Touching the rough stone, I allow myself a few moments to fall apart. I allow myself to be weak—to stop pretending that I'm so damn strong all the time.
I tuck my knees up inside of Seb’s jacket and look out at the mainland in the distance.
The beach is empty, just like you'd expect it to be this time of winter—only a tiny aluminum fishing boat braves the frigid morning water; a marine sportsman in a dark hat and coat cutting across the calm waters.
It's only one man in a tiny boat, but still, I start to feel the pressure of eyes on me. So, I pick up and round the back of the house. Nothing but the open ocean and the whistle of the wind through the wooden slats around the composting toilet.
With one of Seb’ cigarettes trembling between my lips, I close my eyes and let the tears fall.
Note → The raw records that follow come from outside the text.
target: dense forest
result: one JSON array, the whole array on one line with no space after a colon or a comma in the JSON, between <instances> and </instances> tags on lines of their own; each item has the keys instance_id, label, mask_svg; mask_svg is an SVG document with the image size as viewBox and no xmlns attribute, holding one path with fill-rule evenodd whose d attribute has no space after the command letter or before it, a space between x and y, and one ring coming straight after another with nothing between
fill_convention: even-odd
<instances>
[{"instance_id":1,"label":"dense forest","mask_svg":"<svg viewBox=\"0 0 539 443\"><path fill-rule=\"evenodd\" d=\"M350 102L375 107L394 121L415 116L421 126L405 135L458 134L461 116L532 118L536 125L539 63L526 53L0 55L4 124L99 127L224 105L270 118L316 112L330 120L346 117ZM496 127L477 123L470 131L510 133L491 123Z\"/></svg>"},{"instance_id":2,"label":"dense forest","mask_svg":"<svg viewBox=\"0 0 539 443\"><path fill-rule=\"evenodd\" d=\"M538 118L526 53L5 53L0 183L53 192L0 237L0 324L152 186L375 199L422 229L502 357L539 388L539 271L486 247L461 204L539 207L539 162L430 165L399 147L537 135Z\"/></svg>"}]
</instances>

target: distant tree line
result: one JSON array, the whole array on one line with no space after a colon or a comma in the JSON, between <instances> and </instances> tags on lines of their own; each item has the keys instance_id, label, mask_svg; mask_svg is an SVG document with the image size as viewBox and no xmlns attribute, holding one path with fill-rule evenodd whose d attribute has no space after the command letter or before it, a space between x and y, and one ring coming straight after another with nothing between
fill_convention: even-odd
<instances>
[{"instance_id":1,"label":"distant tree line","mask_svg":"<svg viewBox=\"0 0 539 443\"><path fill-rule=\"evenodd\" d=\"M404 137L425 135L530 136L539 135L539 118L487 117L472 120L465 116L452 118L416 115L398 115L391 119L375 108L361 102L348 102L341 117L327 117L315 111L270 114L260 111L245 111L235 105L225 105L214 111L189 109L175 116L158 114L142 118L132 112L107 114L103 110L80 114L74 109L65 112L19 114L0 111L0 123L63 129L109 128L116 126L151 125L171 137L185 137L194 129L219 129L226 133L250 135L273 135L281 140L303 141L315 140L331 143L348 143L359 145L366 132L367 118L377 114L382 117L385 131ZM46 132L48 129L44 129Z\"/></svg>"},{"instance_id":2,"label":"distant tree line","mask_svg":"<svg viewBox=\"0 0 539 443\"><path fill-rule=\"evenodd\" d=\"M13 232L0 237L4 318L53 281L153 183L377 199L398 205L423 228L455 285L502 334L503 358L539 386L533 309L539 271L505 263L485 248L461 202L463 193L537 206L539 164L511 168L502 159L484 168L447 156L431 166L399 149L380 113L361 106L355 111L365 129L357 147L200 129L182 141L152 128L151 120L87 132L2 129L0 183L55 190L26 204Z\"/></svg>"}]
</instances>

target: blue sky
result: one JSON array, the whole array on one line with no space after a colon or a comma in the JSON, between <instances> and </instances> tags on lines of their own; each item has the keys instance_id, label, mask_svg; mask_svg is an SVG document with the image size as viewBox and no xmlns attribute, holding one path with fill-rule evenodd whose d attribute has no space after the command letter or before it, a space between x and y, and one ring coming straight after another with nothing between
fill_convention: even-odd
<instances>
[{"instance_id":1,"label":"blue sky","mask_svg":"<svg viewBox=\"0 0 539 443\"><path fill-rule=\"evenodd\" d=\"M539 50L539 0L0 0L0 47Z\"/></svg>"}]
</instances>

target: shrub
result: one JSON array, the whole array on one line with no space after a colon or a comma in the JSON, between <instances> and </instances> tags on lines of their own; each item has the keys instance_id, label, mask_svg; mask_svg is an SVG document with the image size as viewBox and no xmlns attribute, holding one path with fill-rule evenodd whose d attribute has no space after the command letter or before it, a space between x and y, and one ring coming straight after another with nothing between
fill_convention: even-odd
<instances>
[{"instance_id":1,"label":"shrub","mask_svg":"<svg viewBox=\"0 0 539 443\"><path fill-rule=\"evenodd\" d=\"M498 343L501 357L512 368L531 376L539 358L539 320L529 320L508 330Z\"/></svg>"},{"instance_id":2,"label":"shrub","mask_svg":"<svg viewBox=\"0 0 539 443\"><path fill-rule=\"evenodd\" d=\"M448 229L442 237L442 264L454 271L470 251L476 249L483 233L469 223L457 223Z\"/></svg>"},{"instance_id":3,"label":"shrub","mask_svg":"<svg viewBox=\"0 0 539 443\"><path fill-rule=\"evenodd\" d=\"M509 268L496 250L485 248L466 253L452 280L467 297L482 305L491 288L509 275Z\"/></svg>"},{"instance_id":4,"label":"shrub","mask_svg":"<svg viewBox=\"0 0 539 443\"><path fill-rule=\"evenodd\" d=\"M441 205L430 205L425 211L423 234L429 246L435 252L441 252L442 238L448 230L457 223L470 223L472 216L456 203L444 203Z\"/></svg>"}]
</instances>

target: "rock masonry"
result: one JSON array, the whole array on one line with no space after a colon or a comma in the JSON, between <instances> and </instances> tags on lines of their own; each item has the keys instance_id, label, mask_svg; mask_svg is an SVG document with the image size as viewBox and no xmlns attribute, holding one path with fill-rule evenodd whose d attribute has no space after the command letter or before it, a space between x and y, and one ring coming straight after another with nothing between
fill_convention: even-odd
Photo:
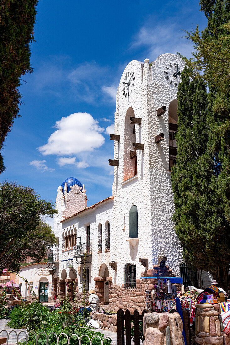
<instances>
[{"instance_id":1,"label":"rock masonry","mask_svg":"<svg viewBox=\"0 0 230 345\"><path fill-rule=\"evenodd\" d=\"M183 329L178 313L145 313L143 319L144 345L183 345Z\"/></svg>"},{"instance_id":2,"label":"rock masonry","mask_svg":"<svg viewBox=\"0 0 230 345\"><path fill-rule=\"evenodd\" d=\"M199 345L228 345L219 304L195 305L195 342Z\"/></svg>"}]
</instances>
I don't know where to go from here.
My parents obviously wanted me to become the hero that they couldn’t be, find their surviving research partners and make sure that a treatment for the Zeitnot virus is developed.
Seems obvious, but how am I supposed to beat the odds when I too have been struck from the narrative, just as Frank has?
Legally dead and thus a plaything for the Feds and the Windmill, should they decide to use or dispose of me.
Even if I were able to fulfil their wishes, what would become of me then? Me and my cursed fated mates—the men who stole me from my life—the men who held me captive.
I crouch down low to the ground to keep myself from falling over, the heels of my hands pressed into my eyes as I sob.
Just as I feel the darkness closing in, that I might go under—consumed by my sorrow and the impossibility of this situation, I hear a voice, clear and true against the shushing of the waves breaking on the shore.
“Louise,” Dennis chokes out, his fingers touching my hair—my face still buried in my hands.
At first I think I must be hallucinating—there's just no way that he could be here right now.
But sure enough, I look up and he's standing there—salt white skin, cheeks bright-pink and chafed from the cold and wind, a black ball cap pulled over his strawberry blond hair and a black rain slicker with the collar turned up against the gale.
“Dennis!” I gasp, barely above a whisper—launching from the ground into his arms.
For a few blissful moments we hold each other in silence, his bracing thyme, hyssop, and sea salt scent mixing with the ocean air around us.
“I just knew it! I knew you weren't dead,” he murmurs reverently into my ear, like a prayer.
“How did you get here? How did you even know to come?” I struggle against my tears, using my ebbing anger to buoy me.